Costume Design in Parashat Tetzaveh

Playing dress-up also extends to this week’s Torah reading, Parashat Tetzaveh

As Aaron and his sons are ordained into the priesthood, the kehuna, great attention is paid to the vestments they are to wear. God instructs Moses: “Make sacral vestments for your brother Aaron, for dignity and adornment.” (Exodus 28:2) Details are given about the breastpiece, the ephod, the robe, the tunic, the headdress, and the sash that Aaron and his sons are to don as priests, as kohanim. Many verses are dedicated to how each of these costume pieces are to look and how they are to be fabricated.

So here’s a surprise for many of us in this day and age: appearances matter! 

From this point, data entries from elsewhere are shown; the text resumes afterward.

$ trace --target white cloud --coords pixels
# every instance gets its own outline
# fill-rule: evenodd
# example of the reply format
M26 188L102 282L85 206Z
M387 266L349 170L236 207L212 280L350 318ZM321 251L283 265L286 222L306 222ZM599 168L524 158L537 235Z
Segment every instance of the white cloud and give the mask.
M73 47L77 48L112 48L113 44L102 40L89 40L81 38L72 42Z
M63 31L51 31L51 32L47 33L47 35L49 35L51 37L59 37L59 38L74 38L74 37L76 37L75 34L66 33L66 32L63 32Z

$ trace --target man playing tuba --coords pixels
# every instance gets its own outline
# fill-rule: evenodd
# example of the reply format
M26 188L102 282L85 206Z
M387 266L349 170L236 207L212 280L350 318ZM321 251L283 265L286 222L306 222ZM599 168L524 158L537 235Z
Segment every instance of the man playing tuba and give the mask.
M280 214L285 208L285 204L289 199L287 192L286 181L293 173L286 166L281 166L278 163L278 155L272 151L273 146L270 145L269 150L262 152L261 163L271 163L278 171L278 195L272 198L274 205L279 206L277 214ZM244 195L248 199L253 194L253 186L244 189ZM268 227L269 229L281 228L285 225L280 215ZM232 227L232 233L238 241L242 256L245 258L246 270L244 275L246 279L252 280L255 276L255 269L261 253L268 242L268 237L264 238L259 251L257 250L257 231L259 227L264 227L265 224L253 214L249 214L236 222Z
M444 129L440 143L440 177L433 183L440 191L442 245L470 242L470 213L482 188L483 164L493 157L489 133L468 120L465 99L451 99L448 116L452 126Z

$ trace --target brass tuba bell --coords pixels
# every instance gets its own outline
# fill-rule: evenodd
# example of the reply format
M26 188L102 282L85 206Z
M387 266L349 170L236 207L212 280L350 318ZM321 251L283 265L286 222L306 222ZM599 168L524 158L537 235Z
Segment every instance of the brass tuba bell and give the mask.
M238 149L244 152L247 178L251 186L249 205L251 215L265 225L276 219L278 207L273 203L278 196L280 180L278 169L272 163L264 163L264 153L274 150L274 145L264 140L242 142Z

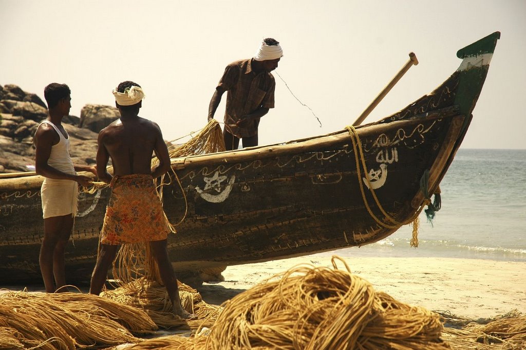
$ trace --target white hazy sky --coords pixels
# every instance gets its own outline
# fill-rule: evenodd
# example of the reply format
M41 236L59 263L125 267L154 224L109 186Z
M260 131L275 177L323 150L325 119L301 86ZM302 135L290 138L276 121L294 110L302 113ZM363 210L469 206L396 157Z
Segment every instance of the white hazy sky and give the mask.
M412 67L365 121L430 92L458 67L457 51L493 32L499 41L463 148L526 148L526 1L90 1L0 0L0 84L44 99L52 82L71 88L71 113L114 105L132 80L140 115L166 139L198 130L225 66L280 42L276 108L260 144L322 135L351 124L414 52ZM225 97L216 118L222 121ZM520 103L519 103L520 102Z

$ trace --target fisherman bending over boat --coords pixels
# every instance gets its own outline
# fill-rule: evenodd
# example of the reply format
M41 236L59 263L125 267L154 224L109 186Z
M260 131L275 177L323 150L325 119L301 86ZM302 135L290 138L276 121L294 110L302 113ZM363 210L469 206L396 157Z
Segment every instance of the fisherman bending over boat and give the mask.
M89 292L99 295L108 268L122 243L149 242L177 316L192 315L181 305L177 280L168 256L166 238L170 229L155 189L154 178L170 168L170 156L157 124L139 117L144 94L140 86L126 81L113 91L120 118L99 133L97 167L100 180L110 184L112 194L102 231ZM152 169L155 152L159 165ZM106 169L111 157L113 175Z
M65 84L46 86L44 96L49 116L35 134L36 173L45 177L41 189L44 217L44 239L40 248L40 271L46 292L53 293L66 285L64 252L77 214L78 184L87 186L88 176L77 171L91 172L94 166L74 164L69 156L69 138L62 118L69 114L71 91ZM67 292L65 288L60 291Z
M254 57L232 62L225 69L210 101L208 121L228 91L223 130L227 151L237 149L240 138L244 147L258 145L259 120L274 108L276 81L270 72L278 67L282 56L279 43L267 38Z

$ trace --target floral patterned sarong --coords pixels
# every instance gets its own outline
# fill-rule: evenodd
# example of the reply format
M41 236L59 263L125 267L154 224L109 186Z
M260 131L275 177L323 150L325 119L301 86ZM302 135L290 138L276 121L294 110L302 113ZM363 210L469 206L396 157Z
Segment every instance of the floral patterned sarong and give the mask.
M117 245L166 239L170 229L151 175L113 177L100 243Z

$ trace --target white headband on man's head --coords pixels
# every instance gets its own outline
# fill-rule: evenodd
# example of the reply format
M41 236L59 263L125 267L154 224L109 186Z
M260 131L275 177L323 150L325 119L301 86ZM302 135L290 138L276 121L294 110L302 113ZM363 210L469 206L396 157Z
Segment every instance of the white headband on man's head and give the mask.
M121 106L132 106L139 103L146 96L143 89L134 85L132 87L126 88L124 92L120 93L116 88L112 92L115 96L115 101Z
M276 59L281 58L283 56L283 50L279 44L277 45L267 45L265 41L261 42L261 44L259 46L256 54L254 55L254 59L256 61L266 61L267 59Z

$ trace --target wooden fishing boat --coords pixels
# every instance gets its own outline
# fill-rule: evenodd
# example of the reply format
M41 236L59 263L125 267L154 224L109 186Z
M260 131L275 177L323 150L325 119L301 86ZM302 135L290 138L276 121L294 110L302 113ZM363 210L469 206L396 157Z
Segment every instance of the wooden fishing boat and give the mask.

It’s not just what’s in our heart. At least, not for those who are to serve God. They have a sacred role to play. Not only that, but it’s also a public one. All eyes are on them. They must be aware of their public function. The masses will watch them and will be aware that these individuals are in service to God.

Outward Appearances – Who Cares?

We’ve all heard the argument that God doesn’t really care what we wear and how we look. That would be superficial.

The truth is that it doesn’t matter if God cares or not. It’s that WE CARE. Human beings care. Society cares. Whether or not society should care is irrelevant. Society does care. We all do.

This isn’t all about clothes. It’s about how we present ourselves to the world. It’s about how we conduct ourselves. It’s about what role we choose to play in this world. To misquote Shakespeare, “All the world’s a screen, and all the men and women merely actors.”

On October 7, the Palestinian terror group, Hamas, filmed themselves in a real-life horror movie. They cast themselves as heroes in their own story, relishing in the image they presented to us: fearsome characters, seeking to instill horror and fear in our people. Like many on-screen villains such as Jason in Friday the 13th or Freddy Krueger in Nightmare on Elm Street, they aimed to make us cower and quiver. 

They did so with glee. They do so in the name of God. 

In contrast, when Queen Esther stripped her mask and revealed her true identity, it was to do good, not to commit evil. In doing so, she showed courage, risking her own death. She achieved greatness not when she was given the crown, not when she was given power, but at this moment. 

In Parashat Tetzaveh, Aaron and his sons continue to wear their costumes but their breastplates have the names of all the tribes of Israel inscribed on them. Lest they forget who they are serving and before whom they are conducting themselves, it is written across their chests. No, not God – their community. Their society. Their actions are equally accountable to the highest moral standard in the universe and to each and every individual who sees them.

In this day and age, whether we’re watching the big screen, the small screen, or the smaller screens on our desktops, laptops, tablets, and phones, all the world is on it. We are indeed players, actors, that appear on the world’s screen. As we approach Purim, it may be worth asking: 

What role will you choose to play in life? If all the world’s a screen, what costume will you choose to wear?